Double primrose ‘Chocolate Soldier’, an early Barnhaven nursery raising but now becoming seemingly unobtainable in trade, and heading for the door marked extinction. Photograph: Alamy

So it was especially pleasing to see double primroses growing like veritable multicoloured cauliflowers at Glebe Garden in North Cornwall, home both to keen horticulturist Caroline Stone and her fabulous National Collection. Over the past few years, Caroline has managed to track down roughly 80 varieties, and most more than flourish for her.

The trick for good cultivation, apparently, is to grow them in rich, fertile and well-dug soil (if anything on the heavy side), and feed well, mulching annually with a generous helping of well-rotted manure and leaf mould. Divide every other year, either in early autumn or in May after flowering. They don’t like excessive summer drought, so a spot on the north side of a wall, or shaded by shrubs or summer-growing herbaceous plants seems a requisite too. And in this day of loamless, peat-based composts, vine weevil can be a particular scourge of all primroses, responsible for the loss of many a rarity, so take precautions against them.

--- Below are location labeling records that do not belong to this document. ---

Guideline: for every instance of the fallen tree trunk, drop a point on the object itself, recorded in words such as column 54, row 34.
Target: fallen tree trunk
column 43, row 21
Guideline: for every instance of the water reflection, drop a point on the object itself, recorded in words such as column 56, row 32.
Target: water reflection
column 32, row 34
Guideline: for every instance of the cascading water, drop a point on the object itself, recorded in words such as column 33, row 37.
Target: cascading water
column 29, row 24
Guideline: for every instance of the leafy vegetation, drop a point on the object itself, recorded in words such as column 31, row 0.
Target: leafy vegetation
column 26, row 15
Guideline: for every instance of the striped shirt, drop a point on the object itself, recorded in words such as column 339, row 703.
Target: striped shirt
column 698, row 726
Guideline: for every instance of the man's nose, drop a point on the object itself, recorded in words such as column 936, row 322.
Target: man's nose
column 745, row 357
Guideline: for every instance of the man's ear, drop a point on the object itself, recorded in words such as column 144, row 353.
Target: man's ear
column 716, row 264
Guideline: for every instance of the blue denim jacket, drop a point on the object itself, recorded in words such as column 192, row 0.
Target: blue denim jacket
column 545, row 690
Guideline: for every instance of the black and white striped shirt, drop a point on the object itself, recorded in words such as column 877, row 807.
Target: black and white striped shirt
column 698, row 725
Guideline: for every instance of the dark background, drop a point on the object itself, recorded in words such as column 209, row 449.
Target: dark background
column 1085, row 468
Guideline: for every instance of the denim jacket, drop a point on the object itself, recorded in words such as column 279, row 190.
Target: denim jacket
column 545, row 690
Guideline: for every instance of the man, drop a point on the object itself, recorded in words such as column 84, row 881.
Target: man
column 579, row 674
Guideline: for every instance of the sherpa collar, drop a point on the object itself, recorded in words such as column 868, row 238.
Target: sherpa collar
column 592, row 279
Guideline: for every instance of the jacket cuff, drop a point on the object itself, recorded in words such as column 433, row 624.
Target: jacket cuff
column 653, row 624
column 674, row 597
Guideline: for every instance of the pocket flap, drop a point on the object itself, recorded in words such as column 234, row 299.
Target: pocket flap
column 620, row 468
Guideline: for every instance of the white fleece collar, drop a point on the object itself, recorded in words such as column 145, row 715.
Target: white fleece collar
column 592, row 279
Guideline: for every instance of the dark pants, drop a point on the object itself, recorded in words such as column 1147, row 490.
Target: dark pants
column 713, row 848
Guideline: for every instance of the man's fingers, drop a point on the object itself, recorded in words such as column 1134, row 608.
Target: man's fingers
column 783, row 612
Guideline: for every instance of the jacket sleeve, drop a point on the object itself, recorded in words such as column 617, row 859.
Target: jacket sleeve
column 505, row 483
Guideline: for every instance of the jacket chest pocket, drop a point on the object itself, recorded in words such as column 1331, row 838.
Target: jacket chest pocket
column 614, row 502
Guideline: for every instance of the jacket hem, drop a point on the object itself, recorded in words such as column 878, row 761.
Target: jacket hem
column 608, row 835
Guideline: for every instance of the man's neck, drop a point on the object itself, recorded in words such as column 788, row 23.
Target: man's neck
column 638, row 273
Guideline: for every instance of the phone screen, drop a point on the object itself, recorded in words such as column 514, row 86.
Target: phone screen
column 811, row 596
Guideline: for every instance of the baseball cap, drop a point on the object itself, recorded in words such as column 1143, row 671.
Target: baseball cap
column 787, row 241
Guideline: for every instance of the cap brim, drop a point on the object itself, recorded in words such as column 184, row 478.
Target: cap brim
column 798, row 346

Too much effort? I wonder if it is any more onerous than the care needed for the hanging baskets being planted up right now, with hours of rigorous watering, feeding, weeding and dead-heading regimes on the cards over the summer ahead.

At Flete, the walled garden I am restoring, we are slowly building up a collection of doubles, though we have a long way to go before our south Devon collection is as fine as Caroline’s, and much of the fun has been tracking down rare varieties that have largely vanished from cultivation. As for recommended varieties, I would just grab any that you can lay your hands on, as they disappear from commerce quickly.

‘Belarina Pink Ice’ is one of David Kerley’s raisings in recent years, with heavily doubled flowers, and grown in part for the continental pot plant market. Photograph: Alamy

In any case, I don’t think that there is such a thing as an ugly double primrose. But this year, intensely rich yellow ‘Melenoc’h’ available from Barnhaven Primroses in France, the smart rich blue-purple ‘Belarina Amethyst Ice’ bred by David Kerley and widely available in garden centres, and the chargrilled peach with raspberry coulis confection that is ‘Millwood Double’ from the specialist Devon nursery Millwood Plants are among the new varieties that have given me much pleasure.

Such breeders, gardeners and nurserymen are some of the very few taking the extra care needed to grow and produce this age-old group of spring flowers: to them we owe a debt of gratitude.